This may be more of a physics question than a support one, but I appreciate whatever info is offered.
Since the discrete transistors are hundreds (thousands?) of times larger than the tiny transistors that are etched (printed?) in silicon on an IC, shouldn't the kit versions of these circuits be able to handle vastly more current than the IC ones? After all, a through-hole resistor can handle more current than a surface mount one. Power dissipation in resistors seems to correlate closely with physical size, and I believe that's true for capacitors, inductors, and diodes? But as far as I can tell, these kits have similar current ratings to the classic ICs they're modeled after. I'm sure that's intentional, but I'm curious if its relatively easy to modify these kits so they can handle much more current. For example, if I replaced the 3904 & 3906s with 2222 and 2907 transistors would the 555 and 741 now handle 800ma? For that matter, would using ZTX968s & 1049s let it handle 4 amps (assuming the resistors and PCB traces were large enough)?

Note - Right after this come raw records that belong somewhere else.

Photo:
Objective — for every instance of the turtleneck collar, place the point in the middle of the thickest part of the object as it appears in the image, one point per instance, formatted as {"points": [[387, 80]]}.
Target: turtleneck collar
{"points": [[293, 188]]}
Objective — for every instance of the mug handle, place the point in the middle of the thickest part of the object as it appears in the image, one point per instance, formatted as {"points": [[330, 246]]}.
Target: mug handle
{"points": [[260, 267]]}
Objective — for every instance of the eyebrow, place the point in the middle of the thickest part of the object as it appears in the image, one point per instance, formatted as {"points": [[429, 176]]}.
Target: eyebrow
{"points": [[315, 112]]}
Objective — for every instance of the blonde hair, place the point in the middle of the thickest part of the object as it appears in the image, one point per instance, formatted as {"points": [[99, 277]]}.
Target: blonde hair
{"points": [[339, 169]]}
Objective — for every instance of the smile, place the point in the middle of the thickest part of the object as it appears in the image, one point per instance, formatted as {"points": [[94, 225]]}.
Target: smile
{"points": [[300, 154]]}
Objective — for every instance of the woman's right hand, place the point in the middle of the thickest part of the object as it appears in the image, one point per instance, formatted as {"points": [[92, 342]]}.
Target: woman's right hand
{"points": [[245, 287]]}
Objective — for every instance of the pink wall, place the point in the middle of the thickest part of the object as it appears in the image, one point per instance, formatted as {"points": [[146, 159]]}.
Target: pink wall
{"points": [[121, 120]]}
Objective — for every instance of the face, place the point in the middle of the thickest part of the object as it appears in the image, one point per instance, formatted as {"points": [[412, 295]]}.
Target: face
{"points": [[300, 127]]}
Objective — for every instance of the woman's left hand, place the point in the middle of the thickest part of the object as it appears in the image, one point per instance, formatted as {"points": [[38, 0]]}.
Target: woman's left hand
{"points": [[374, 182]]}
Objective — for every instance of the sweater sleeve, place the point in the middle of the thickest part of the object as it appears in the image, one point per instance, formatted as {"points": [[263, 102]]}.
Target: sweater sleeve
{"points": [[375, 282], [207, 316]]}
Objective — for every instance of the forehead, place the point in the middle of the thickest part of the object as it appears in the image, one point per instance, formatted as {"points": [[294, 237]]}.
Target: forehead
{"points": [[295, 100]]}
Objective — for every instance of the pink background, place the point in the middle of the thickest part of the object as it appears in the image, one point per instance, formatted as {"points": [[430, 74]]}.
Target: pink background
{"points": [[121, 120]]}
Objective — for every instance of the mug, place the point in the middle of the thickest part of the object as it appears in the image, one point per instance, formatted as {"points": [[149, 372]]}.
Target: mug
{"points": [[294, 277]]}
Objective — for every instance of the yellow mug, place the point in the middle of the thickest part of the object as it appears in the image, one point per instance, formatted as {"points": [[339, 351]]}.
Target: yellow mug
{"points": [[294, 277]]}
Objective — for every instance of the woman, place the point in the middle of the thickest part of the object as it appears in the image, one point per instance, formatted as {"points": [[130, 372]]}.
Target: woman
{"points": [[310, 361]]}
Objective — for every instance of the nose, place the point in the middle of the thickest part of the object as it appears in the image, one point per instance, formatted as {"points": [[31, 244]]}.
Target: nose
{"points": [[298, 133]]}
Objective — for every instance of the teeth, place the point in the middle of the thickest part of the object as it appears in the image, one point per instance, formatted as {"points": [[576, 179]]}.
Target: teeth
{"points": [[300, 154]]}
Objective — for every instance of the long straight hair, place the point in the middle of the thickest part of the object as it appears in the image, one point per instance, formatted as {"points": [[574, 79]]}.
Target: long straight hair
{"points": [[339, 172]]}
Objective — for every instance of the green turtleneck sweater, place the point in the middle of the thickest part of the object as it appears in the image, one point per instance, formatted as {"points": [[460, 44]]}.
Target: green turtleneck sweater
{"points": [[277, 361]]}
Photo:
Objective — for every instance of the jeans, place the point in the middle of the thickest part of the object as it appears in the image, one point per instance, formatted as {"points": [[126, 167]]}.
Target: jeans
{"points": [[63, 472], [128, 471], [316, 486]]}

Those three transistor families all come in TO-92 packages, so I guess I'm also don't understand why they have such different capabilities either. Is the size of the PN and NP junctions in the ZTX968 16 times larger than in the 3904? I know that most higher power transistors come in physically larger packages (TO-220 etc), but is that just to allow a larger heat sink surface area, or are the silicon boundaries physically larger? And for the ones that do come in the same package size, is there an advantage to the lower ones other than cost? Is it cheaper to make a 3904 than a 2222, or can the 3904 switch faster because it's smaller?
I know that's a lot of questions for one post and that this isn't an electronics classroom. But again, I appreciate any insight.